There are currently three popular approaches to Python concurrency: threads, event loops, and coroutines. Each is shrouded by various degrees of mystery and peril. In this talk, all three approaches will be deconstructed and explained in a epic ground-up live coding battle.

Slides can be found at: https://speakerdeck.com/pycon2015 and https://github.com/PyCon/2015-slides"

Comments (7):

By anonymous    2017-09-20

Short answer:

yield from is an old way to await for coroutine.

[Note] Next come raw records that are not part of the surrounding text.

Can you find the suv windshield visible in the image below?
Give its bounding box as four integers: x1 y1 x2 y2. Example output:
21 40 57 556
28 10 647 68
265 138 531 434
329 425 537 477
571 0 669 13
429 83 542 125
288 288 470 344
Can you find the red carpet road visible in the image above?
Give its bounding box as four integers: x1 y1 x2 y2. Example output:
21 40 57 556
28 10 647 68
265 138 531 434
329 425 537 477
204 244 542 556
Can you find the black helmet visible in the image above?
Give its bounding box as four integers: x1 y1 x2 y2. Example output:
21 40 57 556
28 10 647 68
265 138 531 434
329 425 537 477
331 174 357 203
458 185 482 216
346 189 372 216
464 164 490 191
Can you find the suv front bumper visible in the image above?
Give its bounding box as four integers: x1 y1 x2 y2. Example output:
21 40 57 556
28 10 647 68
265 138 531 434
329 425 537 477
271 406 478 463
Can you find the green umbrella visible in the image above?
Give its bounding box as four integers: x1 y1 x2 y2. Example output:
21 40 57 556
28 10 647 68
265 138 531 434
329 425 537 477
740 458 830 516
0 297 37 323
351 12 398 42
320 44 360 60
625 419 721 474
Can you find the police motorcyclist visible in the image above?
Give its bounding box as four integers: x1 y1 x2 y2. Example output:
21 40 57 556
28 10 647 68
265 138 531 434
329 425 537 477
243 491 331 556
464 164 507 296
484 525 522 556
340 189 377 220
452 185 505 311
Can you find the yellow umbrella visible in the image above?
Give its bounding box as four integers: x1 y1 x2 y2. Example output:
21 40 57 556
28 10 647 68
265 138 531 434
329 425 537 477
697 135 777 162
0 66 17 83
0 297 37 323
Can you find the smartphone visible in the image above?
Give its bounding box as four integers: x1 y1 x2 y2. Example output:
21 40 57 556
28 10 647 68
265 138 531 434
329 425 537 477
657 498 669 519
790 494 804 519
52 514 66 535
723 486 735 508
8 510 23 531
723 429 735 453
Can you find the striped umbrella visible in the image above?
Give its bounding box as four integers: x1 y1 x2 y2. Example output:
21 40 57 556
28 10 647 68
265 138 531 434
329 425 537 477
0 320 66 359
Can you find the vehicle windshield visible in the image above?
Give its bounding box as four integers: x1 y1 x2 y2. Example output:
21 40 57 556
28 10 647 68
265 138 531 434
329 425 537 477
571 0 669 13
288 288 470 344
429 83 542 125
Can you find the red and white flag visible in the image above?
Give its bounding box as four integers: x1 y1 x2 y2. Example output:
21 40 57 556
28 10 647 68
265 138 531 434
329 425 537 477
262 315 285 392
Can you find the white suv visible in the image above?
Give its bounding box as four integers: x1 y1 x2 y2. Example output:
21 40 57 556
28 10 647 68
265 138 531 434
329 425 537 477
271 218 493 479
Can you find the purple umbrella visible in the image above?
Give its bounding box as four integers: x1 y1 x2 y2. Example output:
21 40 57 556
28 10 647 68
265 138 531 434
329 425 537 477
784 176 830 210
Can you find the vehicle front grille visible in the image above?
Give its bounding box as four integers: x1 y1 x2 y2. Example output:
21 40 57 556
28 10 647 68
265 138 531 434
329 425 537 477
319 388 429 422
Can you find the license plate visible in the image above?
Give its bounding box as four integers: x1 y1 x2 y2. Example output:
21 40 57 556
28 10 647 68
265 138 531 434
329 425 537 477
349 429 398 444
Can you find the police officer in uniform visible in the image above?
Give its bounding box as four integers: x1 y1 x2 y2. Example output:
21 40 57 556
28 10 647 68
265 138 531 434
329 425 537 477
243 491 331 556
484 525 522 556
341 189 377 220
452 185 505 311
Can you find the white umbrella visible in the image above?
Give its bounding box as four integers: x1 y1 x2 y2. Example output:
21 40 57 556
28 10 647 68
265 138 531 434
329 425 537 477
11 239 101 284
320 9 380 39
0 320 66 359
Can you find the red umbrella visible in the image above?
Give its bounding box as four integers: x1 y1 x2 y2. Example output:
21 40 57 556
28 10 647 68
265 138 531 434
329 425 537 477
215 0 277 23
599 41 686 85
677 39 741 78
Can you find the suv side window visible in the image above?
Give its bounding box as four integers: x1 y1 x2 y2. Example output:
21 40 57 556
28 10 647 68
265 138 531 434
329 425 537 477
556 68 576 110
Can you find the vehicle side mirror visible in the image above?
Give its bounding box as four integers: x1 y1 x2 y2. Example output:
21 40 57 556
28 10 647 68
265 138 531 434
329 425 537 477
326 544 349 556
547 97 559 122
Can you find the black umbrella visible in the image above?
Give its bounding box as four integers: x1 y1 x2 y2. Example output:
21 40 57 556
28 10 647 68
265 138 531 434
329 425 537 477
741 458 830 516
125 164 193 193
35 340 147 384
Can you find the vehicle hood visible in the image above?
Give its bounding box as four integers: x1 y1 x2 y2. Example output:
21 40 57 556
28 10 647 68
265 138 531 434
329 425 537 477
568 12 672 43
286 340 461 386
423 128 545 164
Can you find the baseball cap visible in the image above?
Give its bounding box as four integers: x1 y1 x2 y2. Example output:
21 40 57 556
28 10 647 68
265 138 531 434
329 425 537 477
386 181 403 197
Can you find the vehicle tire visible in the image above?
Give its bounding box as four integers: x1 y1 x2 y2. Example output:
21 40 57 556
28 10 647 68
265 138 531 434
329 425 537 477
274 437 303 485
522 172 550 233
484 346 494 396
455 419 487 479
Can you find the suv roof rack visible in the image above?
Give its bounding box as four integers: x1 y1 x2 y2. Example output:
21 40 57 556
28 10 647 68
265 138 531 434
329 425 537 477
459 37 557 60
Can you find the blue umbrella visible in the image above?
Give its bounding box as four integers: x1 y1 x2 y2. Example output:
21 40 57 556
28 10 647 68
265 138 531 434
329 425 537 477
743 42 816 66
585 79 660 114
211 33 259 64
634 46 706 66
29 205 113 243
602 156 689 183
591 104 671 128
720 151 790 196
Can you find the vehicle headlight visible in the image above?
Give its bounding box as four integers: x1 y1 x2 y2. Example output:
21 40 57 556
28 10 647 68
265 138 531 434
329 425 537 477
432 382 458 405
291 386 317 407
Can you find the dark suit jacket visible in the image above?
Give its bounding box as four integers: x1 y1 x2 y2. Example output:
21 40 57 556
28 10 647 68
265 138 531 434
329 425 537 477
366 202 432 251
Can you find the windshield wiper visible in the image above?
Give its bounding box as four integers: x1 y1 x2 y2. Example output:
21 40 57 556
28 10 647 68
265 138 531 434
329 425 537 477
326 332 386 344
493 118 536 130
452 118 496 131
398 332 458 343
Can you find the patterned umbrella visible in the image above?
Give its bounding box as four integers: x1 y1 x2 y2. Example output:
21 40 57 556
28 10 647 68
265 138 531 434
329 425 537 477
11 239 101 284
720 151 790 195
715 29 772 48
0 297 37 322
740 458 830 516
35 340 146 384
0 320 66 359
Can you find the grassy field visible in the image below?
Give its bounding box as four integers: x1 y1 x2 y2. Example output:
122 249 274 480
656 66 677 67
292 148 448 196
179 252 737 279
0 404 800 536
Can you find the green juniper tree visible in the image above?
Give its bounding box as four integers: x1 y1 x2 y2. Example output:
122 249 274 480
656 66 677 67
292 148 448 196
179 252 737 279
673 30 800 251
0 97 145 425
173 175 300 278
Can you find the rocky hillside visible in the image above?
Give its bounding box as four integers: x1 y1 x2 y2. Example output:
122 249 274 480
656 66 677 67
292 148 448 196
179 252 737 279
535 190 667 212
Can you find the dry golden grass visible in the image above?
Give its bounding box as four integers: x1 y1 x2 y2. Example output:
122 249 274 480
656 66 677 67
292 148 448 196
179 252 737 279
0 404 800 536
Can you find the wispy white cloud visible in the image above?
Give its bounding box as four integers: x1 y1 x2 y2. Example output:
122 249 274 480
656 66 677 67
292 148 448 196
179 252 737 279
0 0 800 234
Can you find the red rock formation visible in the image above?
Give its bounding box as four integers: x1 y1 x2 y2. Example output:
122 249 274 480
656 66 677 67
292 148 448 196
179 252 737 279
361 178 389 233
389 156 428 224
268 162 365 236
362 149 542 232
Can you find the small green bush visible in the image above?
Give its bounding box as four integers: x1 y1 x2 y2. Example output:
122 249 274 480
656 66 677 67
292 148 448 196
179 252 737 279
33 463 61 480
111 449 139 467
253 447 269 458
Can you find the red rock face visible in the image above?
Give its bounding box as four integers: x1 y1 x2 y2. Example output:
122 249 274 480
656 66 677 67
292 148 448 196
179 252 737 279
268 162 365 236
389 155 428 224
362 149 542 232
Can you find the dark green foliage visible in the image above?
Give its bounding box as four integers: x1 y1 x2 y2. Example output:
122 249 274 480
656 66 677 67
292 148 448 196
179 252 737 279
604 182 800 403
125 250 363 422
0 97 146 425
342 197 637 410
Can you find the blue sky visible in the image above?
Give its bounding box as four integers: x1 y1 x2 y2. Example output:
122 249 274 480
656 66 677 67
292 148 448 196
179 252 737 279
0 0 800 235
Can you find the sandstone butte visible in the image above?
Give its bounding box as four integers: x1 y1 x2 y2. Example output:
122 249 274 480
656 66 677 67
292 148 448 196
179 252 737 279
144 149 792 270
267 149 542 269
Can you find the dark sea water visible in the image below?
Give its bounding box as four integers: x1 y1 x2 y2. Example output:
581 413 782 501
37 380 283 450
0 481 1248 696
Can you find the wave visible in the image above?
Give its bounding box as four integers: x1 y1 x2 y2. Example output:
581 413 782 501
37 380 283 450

await is an modern way to await for coroutine.

Detailed answer:

Python has generators - special kind of functions that produces a sequence of results instead of a single value. Starting with Python 3.3 yield from expression was added. It allows one generator to delegate part of its operations to another generator.

Starting with Python 3.4 asyncio module was added to standard library. It allow us to write clear and understandable asynchronous code. While technically asyncio's coroutines could be implemented different ways, in asyncio they were implemented using generators (you can watch for excellent video where shown how generators can be used to implement coroutines). @asyncio.coroutine was a way to make coroutine from generator and yield from was a way to await for coroutine - just details of implementation.

That's how happened that yield from started to be used for two "different things".

Starting with Python 3.5 (see PEP 492) coroutines got need syntax. Now you can define coroutine with async def and await for it using await expression. It's not only shorter to write, but also makes clearer to understand that we work with coroutines.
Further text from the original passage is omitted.